Straight-stitch first, to position.
Then, I zigzag with width 3.0 and density 0.5 (on the Janome 9400 QCP).

## SEW VELCRO ON BACK:

Sew a piece of velcro (hard side) on back, as shown.
This velcro is used to hold the organizer together when rolled.

stitch velcro (hard side) on back

## FINISH TOP EDGE OF POCKET:

To completely hide the rough edge and make a sturdy pocket top:
• fold down $\,s\,$ and single-stitch to hold in place
• fold over $\,s\,$ again and single-stitch near edge
Since the seam allowance ($\,s\,$) is less than the velcro width,
these stitches will be covered by velcro in the next step.

finish top edge of pocket

## ATTACH VELCRO TO POCKET TOP:

Attach velcro (hard side) to the pocket top finished edge.
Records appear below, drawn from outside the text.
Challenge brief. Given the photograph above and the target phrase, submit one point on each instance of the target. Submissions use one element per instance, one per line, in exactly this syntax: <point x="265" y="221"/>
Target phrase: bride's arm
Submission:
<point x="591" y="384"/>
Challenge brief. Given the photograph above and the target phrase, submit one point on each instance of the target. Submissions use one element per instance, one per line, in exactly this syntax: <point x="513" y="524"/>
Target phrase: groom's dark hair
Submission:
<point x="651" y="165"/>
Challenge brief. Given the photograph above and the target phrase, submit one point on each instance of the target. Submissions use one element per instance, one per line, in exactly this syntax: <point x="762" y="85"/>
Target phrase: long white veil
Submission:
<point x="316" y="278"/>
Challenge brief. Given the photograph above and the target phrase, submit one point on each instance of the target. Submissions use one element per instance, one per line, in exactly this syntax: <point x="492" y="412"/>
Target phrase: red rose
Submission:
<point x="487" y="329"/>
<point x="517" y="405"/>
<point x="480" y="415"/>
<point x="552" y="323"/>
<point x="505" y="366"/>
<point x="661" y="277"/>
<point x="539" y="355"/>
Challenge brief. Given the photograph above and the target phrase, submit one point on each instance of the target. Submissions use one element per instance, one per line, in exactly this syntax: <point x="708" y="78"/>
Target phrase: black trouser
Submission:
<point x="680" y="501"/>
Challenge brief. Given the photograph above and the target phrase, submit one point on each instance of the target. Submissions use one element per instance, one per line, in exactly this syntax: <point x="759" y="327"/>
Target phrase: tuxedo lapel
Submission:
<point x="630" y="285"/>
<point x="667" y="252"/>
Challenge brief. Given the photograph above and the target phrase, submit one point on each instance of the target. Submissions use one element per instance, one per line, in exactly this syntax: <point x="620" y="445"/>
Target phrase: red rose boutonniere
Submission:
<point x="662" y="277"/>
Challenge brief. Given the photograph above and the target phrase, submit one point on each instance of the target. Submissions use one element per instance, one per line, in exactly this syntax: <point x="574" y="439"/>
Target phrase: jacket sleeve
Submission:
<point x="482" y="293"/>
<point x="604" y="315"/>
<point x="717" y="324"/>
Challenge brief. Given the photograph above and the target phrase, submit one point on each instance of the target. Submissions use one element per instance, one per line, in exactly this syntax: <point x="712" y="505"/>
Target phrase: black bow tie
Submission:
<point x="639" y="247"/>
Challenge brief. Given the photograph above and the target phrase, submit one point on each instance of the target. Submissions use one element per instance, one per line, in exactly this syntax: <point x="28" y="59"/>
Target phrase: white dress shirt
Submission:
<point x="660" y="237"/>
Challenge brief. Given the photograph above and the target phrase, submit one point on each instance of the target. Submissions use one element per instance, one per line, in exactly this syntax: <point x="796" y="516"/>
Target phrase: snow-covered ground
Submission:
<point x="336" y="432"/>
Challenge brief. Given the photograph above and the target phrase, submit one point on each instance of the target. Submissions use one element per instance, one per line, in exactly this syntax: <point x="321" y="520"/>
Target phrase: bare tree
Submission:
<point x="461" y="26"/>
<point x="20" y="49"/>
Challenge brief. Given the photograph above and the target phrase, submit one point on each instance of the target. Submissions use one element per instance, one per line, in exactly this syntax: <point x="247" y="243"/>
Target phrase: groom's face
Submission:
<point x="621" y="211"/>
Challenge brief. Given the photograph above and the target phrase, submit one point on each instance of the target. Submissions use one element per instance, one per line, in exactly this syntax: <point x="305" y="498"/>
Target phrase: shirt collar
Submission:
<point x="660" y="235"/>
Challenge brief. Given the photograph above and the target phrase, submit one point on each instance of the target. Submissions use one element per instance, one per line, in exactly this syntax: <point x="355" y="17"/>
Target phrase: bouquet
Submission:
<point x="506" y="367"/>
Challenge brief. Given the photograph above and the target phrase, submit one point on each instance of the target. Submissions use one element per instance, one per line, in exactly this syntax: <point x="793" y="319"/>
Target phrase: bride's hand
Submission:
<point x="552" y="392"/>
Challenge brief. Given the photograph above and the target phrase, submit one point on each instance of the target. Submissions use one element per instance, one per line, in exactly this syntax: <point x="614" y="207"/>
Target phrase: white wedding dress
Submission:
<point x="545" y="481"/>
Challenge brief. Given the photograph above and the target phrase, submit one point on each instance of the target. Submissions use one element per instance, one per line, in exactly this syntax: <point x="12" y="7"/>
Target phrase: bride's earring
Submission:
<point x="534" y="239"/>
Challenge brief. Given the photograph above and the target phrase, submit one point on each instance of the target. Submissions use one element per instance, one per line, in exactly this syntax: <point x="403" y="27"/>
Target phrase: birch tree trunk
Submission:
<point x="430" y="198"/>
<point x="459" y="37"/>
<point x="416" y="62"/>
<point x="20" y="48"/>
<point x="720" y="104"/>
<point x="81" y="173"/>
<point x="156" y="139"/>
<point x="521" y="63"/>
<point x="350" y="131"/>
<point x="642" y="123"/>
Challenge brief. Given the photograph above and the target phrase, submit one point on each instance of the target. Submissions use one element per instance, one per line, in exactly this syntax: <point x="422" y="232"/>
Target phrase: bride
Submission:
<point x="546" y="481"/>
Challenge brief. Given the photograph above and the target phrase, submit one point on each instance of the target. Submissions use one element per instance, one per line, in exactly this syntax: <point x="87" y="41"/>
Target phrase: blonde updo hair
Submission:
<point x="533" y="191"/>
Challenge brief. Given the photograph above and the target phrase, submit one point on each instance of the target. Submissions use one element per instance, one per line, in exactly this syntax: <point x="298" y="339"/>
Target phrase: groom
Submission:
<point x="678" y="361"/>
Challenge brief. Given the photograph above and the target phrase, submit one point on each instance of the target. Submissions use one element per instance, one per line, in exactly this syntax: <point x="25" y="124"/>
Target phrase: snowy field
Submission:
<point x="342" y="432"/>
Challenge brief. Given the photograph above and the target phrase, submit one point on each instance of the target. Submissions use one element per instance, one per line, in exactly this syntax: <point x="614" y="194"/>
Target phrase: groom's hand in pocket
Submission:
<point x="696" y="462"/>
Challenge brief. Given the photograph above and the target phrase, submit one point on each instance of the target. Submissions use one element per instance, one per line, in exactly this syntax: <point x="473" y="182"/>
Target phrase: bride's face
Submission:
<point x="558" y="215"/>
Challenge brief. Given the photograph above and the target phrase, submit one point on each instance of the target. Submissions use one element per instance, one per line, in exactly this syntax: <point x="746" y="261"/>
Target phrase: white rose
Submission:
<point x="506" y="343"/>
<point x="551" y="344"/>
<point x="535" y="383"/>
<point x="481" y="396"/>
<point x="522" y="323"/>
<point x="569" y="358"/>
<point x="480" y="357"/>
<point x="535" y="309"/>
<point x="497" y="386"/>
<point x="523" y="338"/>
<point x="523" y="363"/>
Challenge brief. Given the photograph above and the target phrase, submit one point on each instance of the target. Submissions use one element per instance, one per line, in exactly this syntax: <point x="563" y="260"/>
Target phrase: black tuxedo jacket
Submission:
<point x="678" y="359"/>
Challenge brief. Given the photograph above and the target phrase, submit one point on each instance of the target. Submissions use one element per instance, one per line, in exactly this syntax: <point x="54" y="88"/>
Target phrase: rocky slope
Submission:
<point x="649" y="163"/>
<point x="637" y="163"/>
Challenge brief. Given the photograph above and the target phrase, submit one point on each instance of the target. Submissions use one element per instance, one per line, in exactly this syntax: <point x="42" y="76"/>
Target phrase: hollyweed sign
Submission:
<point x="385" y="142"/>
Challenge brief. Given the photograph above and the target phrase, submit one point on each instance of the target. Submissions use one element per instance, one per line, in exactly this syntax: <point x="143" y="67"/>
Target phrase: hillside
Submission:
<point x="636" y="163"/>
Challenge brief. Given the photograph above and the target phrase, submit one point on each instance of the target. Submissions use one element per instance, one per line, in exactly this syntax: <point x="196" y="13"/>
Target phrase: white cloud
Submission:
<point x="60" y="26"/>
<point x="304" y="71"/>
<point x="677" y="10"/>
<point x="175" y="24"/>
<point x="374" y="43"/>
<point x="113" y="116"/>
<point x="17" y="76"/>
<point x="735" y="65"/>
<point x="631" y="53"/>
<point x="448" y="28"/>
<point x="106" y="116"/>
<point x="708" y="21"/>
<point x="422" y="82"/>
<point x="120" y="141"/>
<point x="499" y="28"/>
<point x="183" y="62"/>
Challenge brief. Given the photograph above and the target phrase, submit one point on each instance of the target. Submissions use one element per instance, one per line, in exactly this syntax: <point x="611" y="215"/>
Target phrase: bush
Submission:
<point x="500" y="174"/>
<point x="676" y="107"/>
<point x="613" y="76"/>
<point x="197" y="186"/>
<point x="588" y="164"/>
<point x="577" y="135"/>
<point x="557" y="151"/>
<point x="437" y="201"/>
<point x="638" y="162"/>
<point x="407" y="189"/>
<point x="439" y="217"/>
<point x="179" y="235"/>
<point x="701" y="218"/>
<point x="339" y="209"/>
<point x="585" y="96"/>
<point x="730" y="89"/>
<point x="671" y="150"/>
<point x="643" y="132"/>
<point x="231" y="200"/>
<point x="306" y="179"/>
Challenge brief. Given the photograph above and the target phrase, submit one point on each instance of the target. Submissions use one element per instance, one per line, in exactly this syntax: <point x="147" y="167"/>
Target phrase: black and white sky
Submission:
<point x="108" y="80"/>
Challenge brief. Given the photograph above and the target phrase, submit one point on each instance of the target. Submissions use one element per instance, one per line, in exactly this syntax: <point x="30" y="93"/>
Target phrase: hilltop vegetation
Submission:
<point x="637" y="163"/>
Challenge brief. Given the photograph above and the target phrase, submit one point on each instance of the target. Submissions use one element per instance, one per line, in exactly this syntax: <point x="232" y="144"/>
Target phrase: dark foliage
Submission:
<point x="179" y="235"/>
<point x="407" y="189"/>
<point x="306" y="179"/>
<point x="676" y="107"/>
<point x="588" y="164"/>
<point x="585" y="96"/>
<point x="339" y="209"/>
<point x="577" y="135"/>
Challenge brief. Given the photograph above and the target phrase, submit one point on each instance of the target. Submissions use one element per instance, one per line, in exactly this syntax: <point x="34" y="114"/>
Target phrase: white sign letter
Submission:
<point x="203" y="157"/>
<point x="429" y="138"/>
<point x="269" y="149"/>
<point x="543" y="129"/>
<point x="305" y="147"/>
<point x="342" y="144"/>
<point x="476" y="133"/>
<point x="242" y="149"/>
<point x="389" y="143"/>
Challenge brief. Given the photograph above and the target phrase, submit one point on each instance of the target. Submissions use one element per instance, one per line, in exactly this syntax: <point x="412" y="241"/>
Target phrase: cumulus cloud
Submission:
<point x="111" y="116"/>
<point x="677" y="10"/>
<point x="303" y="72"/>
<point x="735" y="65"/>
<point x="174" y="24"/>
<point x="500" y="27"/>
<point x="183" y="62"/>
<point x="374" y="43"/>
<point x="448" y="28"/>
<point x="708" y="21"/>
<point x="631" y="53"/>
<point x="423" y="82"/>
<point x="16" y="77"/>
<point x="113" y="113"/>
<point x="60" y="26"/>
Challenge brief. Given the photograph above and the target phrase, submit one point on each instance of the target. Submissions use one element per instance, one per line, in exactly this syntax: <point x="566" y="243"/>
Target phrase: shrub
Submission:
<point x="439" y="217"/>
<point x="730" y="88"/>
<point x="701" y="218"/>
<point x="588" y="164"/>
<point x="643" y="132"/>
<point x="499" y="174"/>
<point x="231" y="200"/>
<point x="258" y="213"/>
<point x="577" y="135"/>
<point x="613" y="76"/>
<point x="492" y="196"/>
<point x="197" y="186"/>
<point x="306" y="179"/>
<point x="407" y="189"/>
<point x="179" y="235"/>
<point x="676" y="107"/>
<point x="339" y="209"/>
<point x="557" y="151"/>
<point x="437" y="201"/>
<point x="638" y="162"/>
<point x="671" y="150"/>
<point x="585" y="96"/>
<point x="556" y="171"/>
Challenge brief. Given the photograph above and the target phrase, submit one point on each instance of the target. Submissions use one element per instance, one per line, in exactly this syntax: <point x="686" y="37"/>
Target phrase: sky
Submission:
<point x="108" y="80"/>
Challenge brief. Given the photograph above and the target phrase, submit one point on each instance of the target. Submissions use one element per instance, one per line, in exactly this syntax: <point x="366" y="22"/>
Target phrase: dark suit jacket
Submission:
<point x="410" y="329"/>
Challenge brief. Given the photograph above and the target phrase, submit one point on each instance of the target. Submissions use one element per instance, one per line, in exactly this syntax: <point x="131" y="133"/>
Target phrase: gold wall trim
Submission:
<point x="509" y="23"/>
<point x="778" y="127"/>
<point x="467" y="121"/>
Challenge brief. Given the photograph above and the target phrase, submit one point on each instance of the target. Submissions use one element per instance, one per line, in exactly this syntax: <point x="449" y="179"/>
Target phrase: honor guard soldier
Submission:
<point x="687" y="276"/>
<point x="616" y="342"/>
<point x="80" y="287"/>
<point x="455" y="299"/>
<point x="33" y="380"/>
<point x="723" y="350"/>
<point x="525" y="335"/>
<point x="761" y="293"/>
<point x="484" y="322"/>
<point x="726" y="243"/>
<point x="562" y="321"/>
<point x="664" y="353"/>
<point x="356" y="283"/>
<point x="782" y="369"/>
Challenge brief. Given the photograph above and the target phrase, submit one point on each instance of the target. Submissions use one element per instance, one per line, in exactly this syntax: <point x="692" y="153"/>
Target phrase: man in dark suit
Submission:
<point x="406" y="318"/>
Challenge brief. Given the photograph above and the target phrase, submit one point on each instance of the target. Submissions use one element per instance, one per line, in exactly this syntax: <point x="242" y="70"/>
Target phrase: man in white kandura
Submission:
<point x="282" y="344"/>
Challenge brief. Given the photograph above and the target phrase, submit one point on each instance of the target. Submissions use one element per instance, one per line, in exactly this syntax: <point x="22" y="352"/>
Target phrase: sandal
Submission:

stitch velcro (hard side) on top of pocket

## ATTACH POCKET TO FRONT OF MAIN ORGANIZER:

Baste the pocket in place on the front of the organizer:
single-stitch the bottom and both sides (but NOT the top),
stitching very close to the edge.

baste pocket (sides, bottom) to front of organizer

## SEW POCKET SEPARATORS:

Using the previously-stitched pocket separator guidelines,
zigzag the vertical pocket separator lines.

Be sure to use the same stitch width as used on your test pocket.
(For me: width 4.0, density 0.4)

Stitch from bottom to top, sewing over the velcro.
Re-stitch, as needed, to get good coverage.

Check wrenches in pockets.
If too loose, add another row of zigzagging on one or both sides to tighten up the fit.

sew vertical pocket separators;
check wrenches in pockets and adjust if needed

## SEW RIGHT SIDES TOGETHER:

Sew right sides together along bottom and side edges (NOT the top).
Use a slightly shorter straight stitch for extra strength (density 1.8).

Slightly round out the angles; pivot at corners.

Stitch again, close to the first stitching, for strength.

Clip corners.

Turn inside out and press.

sew right sides together;
clip corners, turn, press

## FINISH TOP EDGE, ATTACH VELCRO:

Turn $\,s\,$ to the inside (on both separate top sections) on top edge and stitch, to hide raw edge.
Stitch again, through both layers, to close the top.

Attach velcro to top front (soft side), as shown.

finish top edge;
attach velcro

## TAB FOR SECURING ROLL:

Cut a 4" by 3" rectangle of fabric.

Press down ⅜" on opposite long edges.
Then, press down ⅜" on the remaining opposite edges.

Fold (along the long side) in half, right sides out, and press.
Stitch very close to the edge on the three unfolded sides;
this encloses all raw edges.

Sew velcro (soft) to one side:
leave about ⅜" exposed at one end to attach to organizer.

Zigzag tab to the back side of organizer,
with velcro facing towards front.
Make sure it lines up with the strip of velcro on back.